We use a backtracking algorithm to assign each bag to a child, keeping track of how many cookies each child has. At each step, we try to assign the current bag to every child, and recursively continue to the next bag.

• We keep an array distribution of length k, where distribution[j] is the total cookies assigned to child j so far.
• At each recursive call (for bag i), we try each child j:
  • Add cookies[i] to distribution[j].
  • Recursively assign the next bag.
  • Backtrack by removing cookies[i] from distribution[j].
• If all bags are assigned, we compute the maximum value in distribution (the current unfairness) and update our answer if it is better.
• We prune (stop recursion early) if the current maximum in distribution is already greater than or equal to our best answer so far.
• For further optimization, whenever we try to assign a bag to an empty child, we can skip assigning the same bag to other empty children in the same state (because distributions are symmetric).

This approach efficiently explores the search space and avoids redundant work.

Example Walkthrough

Suppose cookies = [8, 15, 10, 20, 8] and k = 2.

1. We start with both children having 0 cookies: [0, 0].
2. Assign the first bag (8) to child 0: [8, 0], then try all ways to assign the rest.
3. Assign the second bag (15) to child 0: [23, 0], and continue.
4. Continue assigning each bag to each child, recursively, updating the distribution array at each step.
5. At the leaf nodes (when all bags are assigned), calculate max(distribution) and update the answer if it is smaller.
6. For example, one possible assignment is: child 0 gets [8, 15, 8] = 31, child 1 gets [10, 20] = 30, so unfairness is 31. Another assignment could yield a better unfairness (e.g., 29).
7. Throughout, whenever a partial assignment already exceeds the current best unfairness, we prune that branch.

By the end, we find that the minimal unfairness for this input is 31.

Time and Space Complexity

Brute-force: There are k^n possible assignments (each of n bags can go to any of k children), so the time complexity is O(k^n). This is feasible only for small n (as in this problem).

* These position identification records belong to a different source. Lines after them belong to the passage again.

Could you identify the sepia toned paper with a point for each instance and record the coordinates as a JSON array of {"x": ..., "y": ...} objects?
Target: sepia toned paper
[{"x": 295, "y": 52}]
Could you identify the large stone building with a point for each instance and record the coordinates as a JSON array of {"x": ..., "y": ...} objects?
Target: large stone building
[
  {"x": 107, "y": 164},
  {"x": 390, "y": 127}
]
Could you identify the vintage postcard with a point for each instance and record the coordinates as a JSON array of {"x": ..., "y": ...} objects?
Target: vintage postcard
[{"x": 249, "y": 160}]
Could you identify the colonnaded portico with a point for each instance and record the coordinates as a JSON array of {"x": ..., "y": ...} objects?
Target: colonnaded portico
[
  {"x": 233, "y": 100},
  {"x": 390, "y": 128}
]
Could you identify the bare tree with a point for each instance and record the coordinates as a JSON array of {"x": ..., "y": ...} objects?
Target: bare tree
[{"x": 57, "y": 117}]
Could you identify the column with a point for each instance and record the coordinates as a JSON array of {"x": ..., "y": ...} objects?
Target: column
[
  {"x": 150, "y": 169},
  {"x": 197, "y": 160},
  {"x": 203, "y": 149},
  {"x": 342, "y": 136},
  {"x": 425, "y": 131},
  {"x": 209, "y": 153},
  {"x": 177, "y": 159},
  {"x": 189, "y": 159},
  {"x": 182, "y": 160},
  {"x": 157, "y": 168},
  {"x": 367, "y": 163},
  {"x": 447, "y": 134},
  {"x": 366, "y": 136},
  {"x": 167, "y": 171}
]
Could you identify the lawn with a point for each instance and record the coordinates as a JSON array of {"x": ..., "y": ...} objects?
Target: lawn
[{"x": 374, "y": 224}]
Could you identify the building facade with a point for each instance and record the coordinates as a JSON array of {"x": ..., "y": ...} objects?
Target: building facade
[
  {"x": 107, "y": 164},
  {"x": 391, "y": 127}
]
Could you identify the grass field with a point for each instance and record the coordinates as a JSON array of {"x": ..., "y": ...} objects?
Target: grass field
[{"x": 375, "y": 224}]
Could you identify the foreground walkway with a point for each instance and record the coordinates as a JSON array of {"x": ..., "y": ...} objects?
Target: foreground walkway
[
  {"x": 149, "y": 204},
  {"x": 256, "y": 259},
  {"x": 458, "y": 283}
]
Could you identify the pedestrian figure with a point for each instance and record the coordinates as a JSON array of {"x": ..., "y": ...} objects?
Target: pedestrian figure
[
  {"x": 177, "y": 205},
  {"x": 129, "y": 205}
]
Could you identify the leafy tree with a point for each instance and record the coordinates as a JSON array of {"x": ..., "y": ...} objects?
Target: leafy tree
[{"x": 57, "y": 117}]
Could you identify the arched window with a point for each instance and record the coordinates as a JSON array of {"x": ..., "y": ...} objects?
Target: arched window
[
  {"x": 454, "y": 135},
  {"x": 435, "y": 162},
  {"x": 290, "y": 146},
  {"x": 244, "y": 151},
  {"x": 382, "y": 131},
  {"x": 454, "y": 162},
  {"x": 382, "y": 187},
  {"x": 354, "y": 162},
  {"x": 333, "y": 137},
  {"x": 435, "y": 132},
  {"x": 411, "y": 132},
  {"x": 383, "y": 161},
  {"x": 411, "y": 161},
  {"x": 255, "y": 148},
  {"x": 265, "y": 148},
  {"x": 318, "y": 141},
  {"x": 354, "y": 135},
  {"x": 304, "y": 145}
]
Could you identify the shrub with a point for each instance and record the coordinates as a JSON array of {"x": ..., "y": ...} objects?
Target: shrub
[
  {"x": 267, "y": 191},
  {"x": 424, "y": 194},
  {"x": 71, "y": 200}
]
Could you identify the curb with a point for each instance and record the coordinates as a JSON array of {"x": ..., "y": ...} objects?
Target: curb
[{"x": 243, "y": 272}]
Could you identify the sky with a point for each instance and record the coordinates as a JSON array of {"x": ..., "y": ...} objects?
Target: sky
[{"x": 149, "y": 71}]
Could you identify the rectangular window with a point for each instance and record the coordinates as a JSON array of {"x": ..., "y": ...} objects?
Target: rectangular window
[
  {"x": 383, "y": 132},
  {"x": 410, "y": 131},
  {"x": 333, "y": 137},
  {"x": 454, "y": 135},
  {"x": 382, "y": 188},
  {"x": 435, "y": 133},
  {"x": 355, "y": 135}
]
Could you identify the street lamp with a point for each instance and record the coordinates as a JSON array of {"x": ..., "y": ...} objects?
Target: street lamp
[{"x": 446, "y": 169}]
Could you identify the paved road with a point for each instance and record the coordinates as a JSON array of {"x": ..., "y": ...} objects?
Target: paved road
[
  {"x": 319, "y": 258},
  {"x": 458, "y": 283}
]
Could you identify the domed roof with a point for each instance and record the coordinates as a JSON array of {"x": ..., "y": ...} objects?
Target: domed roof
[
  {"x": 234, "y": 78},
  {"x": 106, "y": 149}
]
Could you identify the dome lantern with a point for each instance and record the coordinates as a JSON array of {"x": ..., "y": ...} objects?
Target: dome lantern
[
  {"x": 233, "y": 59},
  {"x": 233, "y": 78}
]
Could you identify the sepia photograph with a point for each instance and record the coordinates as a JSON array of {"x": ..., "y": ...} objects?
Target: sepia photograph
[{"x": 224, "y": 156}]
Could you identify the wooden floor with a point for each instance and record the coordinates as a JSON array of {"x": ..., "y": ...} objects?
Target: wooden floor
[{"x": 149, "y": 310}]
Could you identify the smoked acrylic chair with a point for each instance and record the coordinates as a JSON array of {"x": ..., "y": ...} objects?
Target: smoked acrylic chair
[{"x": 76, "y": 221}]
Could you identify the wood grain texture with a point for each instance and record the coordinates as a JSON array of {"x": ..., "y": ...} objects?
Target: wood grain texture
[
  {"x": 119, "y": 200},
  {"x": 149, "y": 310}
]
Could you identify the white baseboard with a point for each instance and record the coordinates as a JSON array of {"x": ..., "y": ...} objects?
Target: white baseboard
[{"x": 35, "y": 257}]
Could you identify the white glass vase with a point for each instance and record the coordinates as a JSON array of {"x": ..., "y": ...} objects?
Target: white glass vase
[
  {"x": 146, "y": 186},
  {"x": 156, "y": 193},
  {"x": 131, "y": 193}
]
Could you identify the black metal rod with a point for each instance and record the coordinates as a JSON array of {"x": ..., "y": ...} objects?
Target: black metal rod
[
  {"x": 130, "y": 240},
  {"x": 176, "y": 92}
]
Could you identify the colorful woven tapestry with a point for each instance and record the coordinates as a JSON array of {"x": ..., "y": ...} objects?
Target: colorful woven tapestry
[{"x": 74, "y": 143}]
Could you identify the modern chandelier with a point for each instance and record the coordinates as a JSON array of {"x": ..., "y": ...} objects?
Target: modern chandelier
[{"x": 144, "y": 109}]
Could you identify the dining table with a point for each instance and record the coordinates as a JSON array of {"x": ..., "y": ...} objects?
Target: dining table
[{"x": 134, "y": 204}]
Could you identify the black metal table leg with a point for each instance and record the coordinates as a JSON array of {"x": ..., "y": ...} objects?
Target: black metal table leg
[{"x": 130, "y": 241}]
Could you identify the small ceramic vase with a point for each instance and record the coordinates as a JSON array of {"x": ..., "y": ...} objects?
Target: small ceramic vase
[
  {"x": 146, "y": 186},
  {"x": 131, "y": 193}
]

Optimized (Backtracking with Pruning): In practice, pruning dramatically reduces the number of recursive calls, especially when k is small or the cookie sizes vary greatly. However, in the worst case, the time complexity remains O(k^n), but the constant factor is much improved.

Space Complexity: The main space usage is the recursion stack and the distribution array of size k, so the space complexity is O(n + k).

Summary

The Fair Distribution of Cookies problem asks us to minimize the maximum cookies any child receives when distributing bags. By using backtracking with effective pruning and symmetry optimizations, we can efficiently solve the problem for small input sizes. The key insights are to try all assignments recursively, prune when a partial solution is already worse than the best found, and avoid redundant symmetric states. This approach is both elegant and practical for the given constraints.